Une odeur désagréable dans l'air

A l'heure où les préoccupations écologiques et les questions démocratiques sont au cœur des débats publics, à Rouen le torchon brûle depuis que l'usine de Lubrizol a enflammé l'attention des populations locales.

Ce jeudi 26 septembre s'est élevé un épais nuage au-dessus de la ville de Rouen. L'incendie d'un site classé Seveso a recouvert la ville, c'est alors que tout naturellement les autorités publiques ont recommandé aux personnes de restées chez eux, elles ont fermé les établissements d'enseignements et restreint la circulation dans la ville. J'ai alors suivi attentivement les consignes de sécurité. Calfeutré dans mon appartement, j'ai passé la journée à voguer sur les différentes sources d'information, tant et si bien que la disparation de notre ancien président a éclipsée les considérations inquiétantes qui s'imposaient à moi.
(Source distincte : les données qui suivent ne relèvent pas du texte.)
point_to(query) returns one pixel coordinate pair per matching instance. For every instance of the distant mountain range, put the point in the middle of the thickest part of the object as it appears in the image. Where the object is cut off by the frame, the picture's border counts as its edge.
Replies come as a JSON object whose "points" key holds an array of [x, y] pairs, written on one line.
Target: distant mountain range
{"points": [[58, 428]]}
Le lendemain, j'ai constaté que plusieurs choses avaient changée à Rouen. D'abord, une étrange odeur flottait dans la ville alors que les établissements étaient ouverts et les cours, pour une partie, maintenus. Rouen était plus ou moins déserté, il y avait aussi sur le visage des irréductibles une inquiétude, certains portaient des masques, d'autres remontaient leur vêtement pour se couvrir le nez. Surtout, la question de cette méphitique fumée et de sa toxicité ne semblait pas faire débat mais consensus. L'université de Pasteur était sous le vent lors de l'incendie et l'établissement était empreint de cette fumée "toxique mais pas trop" (titre d'un article du journal 20 minutes) que peu considéraient comme réellement inoffensive. Pourtant, le silence des autorités pesait sur nous, les profanes de la chimie, que nous étions, ne pouvait que déduire de cette fumée opaque (que l'on apprendra ensuite être le résultat de la combustion d'une toiture en amiante et d'autres substances), de la pluie noire, et des oiseaux morts retrouvés çà et là que l'on nous cachait quelque chose. 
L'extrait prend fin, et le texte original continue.